3-year-old in Virginia dies of meningitis

Photo courtesy of WRIC
Photo courtesy of WRIC (Copyright by WSLS - All rights reserved)

WRIC – RICHMOND — A child has died from meningococcal meningitis, according to the Chickahominy Health District.

3-year-old Riley Crowell's family says the toddler fell ill on Monday, was hospitalized on Tuesday and died on Wednesday.

The family has set up a GoFundMe account to help raise money for the child's funeral costs.

Dr. Thomas Frank of the Chickahominy Health District said the child's daycare center has been advised of the death, but he stressed that it is way too early to assume that the child contracted meningococcal meningitis from there.

Riley attended For Kids Only Child Care Center in New Kent County. A spokesperson said a letter was sent home to parents to alert them. Doctors warn caution is needed, but they also say not to panic.

"This form is quite rare," said Doctor Elizabeth Bigelow with Patient First.

What Riley had was a rare form of Bacterial meningitis called meningococcal meningitis. Doctors say this form is the most dangerous.

"Complication rate is higher with bacterial meningitis versus viral meningitis," said Bigelow.

"Very contagious but it has to be by very close contact so just being across the room from someone it's not as contagious as close contact," said Dr. Bigelow.

The Virginia Department of Health says they're working with Crowell's family as well as the child care center to identify others who may have had contact with the child, and giving antibiotics to those who may be at risk. Local doctors urge you to get your child vaccinated and use good hygiene like washing hands before eating, and if you do see symptoms, see a doctor immediately.

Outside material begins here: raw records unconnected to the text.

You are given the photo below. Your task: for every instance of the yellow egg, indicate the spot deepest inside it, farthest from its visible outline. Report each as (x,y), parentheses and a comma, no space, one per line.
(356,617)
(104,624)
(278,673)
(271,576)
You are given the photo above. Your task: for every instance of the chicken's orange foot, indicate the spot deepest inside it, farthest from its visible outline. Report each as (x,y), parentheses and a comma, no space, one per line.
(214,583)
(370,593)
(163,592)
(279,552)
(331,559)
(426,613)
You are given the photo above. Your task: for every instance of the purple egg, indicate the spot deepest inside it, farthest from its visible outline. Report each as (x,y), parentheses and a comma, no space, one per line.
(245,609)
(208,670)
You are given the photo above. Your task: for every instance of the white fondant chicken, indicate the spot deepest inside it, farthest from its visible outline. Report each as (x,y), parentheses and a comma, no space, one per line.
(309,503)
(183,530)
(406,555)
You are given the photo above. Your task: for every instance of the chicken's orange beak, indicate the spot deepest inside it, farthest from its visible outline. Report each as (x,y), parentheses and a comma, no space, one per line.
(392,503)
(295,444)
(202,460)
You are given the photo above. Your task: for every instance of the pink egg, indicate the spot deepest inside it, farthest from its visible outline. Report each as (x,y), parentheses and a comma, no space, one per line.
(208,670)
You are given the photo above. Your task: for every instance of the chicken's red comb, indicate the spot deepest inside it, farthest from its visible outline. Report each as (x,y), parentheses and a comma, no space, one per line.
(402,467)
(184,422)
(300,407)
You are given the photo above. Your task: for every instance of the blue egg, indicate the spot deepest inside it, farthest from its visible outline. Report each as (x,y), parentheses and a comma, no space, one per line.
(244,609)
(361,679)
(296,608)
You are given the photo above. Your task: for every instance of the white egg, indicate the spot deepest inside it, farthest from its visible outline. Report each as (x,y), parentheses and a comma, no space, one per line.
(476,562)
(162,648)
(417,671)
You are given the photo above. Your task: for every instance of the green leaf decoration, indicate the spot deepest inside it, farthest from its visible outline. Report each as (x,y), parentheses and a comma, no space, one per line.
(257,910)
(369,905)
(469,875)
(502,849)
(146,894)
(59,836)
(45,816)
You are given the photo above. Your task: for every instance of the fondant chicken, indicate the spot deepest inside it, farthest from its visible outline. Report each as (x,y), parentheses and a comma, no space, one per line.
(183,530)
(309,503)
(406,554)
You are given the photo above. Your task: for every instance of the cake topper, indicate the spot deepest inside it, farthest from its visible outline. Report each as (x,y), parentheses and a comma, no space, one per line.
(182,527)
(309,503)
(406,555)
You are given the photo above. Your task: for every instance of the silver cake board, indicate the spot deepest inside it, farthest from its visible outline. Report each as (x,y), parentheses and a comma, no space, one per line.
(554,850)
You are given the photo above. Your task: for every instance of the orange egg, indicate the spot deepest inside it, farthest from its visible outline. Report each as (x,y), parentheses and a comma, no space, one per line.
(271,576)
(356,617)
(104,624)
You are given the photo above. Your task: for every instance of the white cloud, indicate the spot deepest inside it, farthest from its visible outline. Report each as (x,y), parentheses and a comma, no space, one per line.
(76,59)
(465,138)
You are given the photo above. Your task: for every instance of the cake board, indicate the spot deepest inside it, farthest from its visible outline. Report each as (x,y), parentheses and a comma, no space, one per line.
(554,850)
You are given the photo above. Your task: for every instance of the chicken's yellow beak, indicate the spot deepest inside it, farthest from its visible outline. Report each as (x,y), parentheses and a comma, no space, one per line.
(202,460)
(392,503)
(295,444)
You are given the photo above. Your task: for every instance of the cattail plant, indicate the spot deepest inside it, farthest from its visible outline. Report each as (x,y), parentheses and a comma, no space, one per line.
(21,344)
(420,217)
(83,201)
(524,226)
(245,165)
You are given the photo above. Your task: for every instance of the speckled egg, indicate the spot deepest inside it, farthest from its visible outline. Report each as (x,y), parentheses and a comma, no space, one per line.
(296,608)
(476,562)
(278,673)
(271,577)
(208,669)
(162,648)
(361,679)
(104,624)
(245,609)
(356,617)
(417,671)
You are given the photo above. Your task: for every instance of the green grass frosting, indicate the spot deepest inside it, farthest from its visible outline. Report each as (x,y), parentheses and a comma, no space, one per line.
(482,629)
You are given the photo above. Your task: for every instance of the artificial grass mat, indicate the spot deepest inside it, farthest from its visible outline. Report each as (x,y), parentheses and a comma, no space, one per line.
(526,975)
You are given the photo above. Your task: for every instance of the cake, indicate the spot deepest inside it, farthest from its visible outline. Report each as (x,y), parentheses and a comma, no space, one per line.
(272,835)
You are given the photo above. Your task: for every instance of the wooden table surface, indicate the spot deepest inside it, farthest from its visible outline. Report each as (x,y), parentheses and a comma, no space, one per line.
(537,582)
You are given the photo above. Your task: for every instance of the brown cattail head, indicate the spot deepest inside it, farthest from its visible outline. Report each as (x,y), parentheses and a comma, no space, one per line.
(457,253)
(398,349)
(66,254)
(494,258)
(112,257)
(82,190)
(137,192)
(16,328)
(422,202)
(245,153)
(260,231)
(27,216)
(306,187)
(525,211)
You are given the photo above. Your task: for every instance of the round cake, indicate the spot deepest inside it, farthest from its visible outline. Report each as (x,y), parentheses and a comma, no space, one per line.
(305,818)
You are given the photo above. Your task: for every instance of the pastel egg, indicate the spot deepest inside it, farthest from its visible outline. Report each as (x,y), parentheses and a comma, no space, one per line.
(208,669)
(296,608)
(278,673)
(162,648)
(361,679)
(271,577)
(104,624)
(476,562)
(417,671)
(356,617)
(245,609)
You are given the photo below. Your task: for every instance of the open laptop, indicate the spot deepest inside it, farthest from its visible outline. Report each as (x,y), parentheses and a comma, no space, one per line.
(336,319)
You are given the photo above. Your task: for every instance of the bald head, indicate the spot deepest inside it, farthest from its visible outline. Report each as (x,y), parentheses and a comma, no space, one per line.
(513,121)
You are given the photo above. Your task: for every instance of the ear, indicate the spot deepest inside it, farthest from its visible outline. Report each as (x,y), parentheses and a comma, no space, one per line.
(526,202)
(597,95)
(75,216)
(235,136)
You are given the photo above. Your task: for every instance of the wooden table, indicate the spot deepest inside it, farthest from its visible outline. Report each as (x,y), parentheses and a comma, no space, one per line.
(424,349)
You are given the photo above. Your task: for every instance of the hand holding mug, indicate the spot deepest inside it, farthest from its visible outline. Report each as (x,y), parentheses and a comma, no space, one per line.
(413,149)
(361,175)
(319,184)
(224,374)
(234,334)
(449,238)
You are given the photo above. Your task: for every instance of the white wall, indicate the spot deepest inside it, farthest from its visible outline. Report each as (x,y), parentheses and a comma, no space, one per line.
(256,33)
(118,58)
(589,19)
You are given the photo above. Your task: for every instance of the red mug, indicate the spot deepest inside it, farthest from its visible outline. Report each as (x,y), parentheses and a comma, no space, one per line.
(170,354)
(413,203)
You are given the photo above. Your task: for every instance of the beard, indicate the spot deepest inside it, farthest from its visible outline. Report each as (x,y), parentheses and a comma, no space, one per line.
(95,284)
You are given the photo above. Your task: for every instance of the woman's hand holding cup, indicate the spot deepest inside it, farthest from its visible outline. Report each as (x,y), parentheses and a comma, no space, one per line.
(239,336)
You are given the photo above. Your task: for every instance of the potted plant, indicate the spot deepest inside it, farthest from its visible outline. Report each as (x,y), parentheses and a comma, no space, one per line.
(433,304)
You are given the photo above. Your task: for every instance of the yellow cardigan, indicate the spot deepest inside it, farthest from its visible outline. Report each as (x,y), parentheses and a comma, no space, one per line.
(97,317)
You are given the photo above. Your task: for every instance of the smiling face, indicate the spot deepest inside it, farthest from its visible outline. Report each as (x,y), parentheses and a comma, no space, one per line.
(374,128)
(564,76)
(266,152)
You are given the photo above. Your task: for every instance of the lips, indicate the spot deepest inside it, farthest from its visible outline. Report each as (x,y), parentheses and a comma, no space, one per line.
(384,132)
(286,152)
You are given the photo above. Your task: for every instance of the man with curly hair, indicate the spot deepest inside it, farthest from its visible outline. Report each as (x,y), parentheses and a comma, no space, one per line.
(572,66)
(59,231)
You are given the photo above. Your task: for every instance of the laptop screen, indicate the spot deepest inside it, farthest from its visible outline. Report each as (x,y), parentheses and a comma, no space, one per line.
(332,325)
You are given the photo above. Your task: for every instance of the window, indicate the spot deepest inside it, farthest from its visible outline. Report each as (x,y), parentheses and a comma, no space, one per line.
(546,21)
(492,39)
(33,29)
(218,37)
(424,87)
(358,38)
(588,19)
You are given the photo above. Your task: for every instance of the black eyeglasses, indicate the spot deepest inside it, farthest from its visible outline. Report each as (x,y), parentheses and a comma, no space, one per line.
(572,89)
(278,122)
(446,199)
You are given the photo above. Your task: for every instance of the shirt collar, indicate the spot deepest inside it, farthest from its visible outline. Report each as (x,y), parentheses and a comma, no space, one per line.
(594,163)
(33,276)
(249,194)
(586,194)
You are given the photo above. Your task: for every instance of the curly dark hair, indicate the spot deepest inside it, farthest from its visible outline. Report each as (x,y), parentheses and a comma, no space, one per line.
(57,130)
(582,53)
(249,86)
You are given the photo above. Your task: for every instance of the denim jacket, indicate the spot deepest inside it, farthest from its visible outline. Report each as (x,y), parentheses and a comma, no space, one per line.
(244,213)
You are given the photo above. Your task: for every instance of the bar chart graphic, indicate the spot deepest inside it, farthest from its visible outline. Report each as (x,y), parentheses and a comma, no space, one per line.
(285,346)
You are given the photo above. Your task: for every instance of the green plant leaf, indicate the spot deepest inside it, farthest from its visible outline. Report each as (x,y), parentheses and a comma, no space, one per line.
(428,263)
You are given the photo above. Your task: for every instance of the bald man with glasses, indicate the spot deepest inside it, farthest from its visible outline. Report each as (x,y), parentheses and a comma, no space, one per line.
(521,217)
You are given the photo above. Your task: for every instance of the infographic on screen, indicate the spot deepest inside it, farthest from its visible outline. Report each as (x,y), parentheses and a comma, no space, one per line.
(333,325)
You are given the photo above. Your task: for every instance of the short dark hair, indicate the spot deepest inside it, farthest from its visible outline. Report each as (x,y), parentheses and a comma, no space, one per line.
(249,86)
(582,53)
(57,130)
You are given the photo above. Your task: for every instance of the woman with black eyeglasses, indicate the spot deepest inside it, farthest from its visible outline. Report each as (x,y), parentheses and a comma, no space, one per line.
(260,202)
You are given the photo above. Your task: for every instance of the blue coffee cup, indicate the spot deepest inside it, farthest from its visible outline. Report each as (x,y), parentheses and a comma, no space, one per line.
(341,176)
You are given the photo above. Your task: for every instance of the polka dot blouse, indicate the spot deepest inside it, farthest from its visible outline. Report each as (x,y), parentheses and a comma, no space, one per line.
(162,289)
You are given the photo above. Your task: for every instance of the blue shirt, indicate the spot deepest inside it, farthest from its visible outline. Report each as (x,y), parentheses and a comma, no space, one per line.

Doctors say the mortality rate for bacterial meningitis is only about 3 percent and in many cases it is treatable if identified in time.

According to the World Health Organization, meningococcal meningitis is a bacterial form of meningitis, a serious infection of the thin lining that surrounds the brain and spinal cord. It can cause severe brain damage and is fatal in 50 percent of cases if untreated.

The bacteria are transmitted from person-to-person through droplets of respiratory or throat secretions from carriers. Close and prolonged contact – such as kissing, sneezing or coughing on someone, or living in close quarters (such as a dormitory, sharing eating or drinking utensils) with an infected person (a carrier) – facilitates the spread of the disease. The average incubation period is 4 days, but can range between 2 and 10 days.

The WHO reports that the most common symptoms are a stiff neck, high fever, sensitivity to light, confusion, headaches and vomiting. Even when the disease is diagnosed early and adequate treatment is started, 5 percent to 10 percent of patients die, typically within 24 to 48 hours after the onset of symptoms. Bacterial meningitis may result in brain damage, hearing loss or a learning disability in 10 percent to 20 percent of survivors.

A less common but even more severe (often fatal) form of meningococcal disease is meningococcal septicaemia, which is characterized by a haemorrhagic rash and rapid circulatory collapse.